The mechanism of the synergistic suppression of the citC defect by mutations in citZ and spo0A (sof-1) is unclear. Since the sof-1 mutation by itself has no suppressive effect and since the citZ mutation is epistatic to the citC mutation, the most likely explanation is that an alteration in the Spo0A phosphorelay allows the need for CitZ to be bypassed. The phenotype of a citrate synthase mutant is to be blocked at morphological stage III (23), but expression of even early classes of spo genes is delayed (49). Perhaps the sof-1 mutation, which allows activation of Spo0A independently of the phosphorelay and normal developmental signals, overcomes a timing defect caused by the citZ mutation. In combination with a reduction in citrate synthesis and accumulation, the deleterious effects of the absence of ICDH are largely overcome.

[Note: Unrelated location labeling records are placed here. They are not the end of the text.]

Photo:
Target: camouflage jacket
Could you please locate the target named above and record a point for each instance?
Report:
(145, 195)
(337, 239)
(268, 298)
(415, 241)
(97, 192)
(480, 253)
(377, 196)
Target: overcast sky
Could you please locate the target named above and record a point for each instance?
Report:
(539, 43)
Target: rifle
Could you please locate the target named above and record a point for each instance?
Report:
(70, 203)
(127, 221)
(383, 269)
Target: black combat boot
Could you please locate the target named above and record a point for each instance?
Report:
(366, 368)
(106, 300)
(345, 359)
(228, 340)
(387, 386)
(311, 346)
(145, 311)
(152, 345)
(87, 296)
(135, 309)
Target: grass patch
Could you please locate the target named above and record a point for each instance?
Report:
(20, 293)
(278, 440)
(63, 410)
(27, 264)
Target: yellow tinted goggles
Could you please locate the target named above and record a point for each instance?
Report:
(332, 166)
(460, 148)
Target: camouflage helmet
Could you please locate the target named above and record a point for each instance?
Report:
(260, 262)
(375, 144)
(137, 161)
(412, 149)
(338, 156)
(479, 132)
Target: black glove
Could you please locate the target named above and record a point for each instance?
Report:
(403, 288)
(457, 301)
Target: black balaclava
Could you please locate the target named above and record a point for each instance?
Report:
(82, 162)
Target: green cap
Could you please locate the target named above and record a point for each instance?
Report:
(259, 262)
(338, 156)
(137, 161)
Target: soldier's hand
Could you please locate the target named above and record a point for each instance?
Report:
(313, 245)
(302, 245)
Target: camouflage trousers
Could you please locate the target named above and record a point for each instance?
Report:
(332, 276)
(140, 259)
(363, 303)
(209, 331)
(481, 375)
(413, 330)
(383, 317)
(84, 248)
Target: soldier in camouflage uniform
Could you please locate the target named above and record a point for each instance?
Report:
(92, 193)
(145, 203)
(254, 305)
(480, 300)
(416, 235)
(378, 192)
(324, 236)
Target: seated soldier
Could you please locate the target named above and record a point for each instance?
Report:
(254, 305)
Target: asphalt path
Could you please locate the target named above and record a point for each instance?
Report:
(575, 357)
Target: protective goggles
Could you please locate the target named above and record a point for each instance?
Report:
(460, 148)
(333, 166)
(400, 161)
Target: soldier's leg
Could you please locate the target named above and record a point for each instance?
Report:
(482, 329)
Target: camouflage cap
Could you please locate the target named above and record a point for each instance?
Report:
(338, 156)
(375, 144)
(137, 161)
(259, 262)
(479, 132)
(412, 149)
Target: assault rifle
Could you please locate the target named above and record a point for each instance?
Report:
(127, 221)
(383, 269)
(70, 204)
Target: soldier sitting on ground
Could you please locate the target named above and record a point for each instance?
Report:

In the accompanying paper (36), we show that loss-of-function mutations in the spoVG gene also cause a partial bypass of the citC mutant phenotype. The suppressive effect of a spoVG mutation is enhanced by deletion of citZ, especially in combination with a sof-1 mutation. SpoVG is suspected to affect asymmetric septation by altering the expression or inhibiting the activity of a Spo0A-dependent gene.

Interestingly, mutants blocked in each of the first three steps in the Krebs cycle have different sporulation phenotypes. A citA citZ mutant, deficient in both citrate synthases, proceeds as far as stage III in sporulation (23, 49), while an aconitase (citB) null mutant is blocked at stage 0 (8). The citrate synthase mutant makes no citrate, and the pH of its medium (7.5) is considerably higher than that of the other two mutants, consistent with the idea that asymmetric septation and other early stages of sporulation are very pH sensitive and divalent cation dependent. In fact, the aconitase mutant may have the earliest block because it accumulates the greatest amount of extracellular citrate (8), and its extracellular pH is even lower (by about 0.4 pH unit) than that of the ICDH mutant (37). Not surprisingly, citrate synthase mutations are epistatic to both aconitase and ICDH mutations (reference 8 and this work).

It was previously reported that a mutant (ΔcitA::neo ΔcitZ471 citC7) lacking the major and minor citrate synthases and ICDH was blocked in sporulation at stage 0 (22). In the present study, we examined a strain (ΔcitA::neo ΔcitZC::spc) lacking the same three enzymes but created with different mutations and found that its sporulation phenotype was different than that of the previous strain. Cells of the newer strain were able to express Spo0A-phosphate-, ς^F- and ς^E-dependent genes. We assume that the specific mutations carried by the previous strain caused an unusual phenotype or that the strain had acquired an unrecognized, additional mutation that caused a block at stage 0.

The multiple deleterious changes in cellular physiology caused by the absence of ICDH activity provide compelling reasons for regulating synthesis of this enzyme during sporulation. The fact that the citC gene is transcribed from its own promoter as well as from the citZCH operon promoter (25) may allow the cell to adjust citC expression to the specific environmental conditions in which cells find themselves.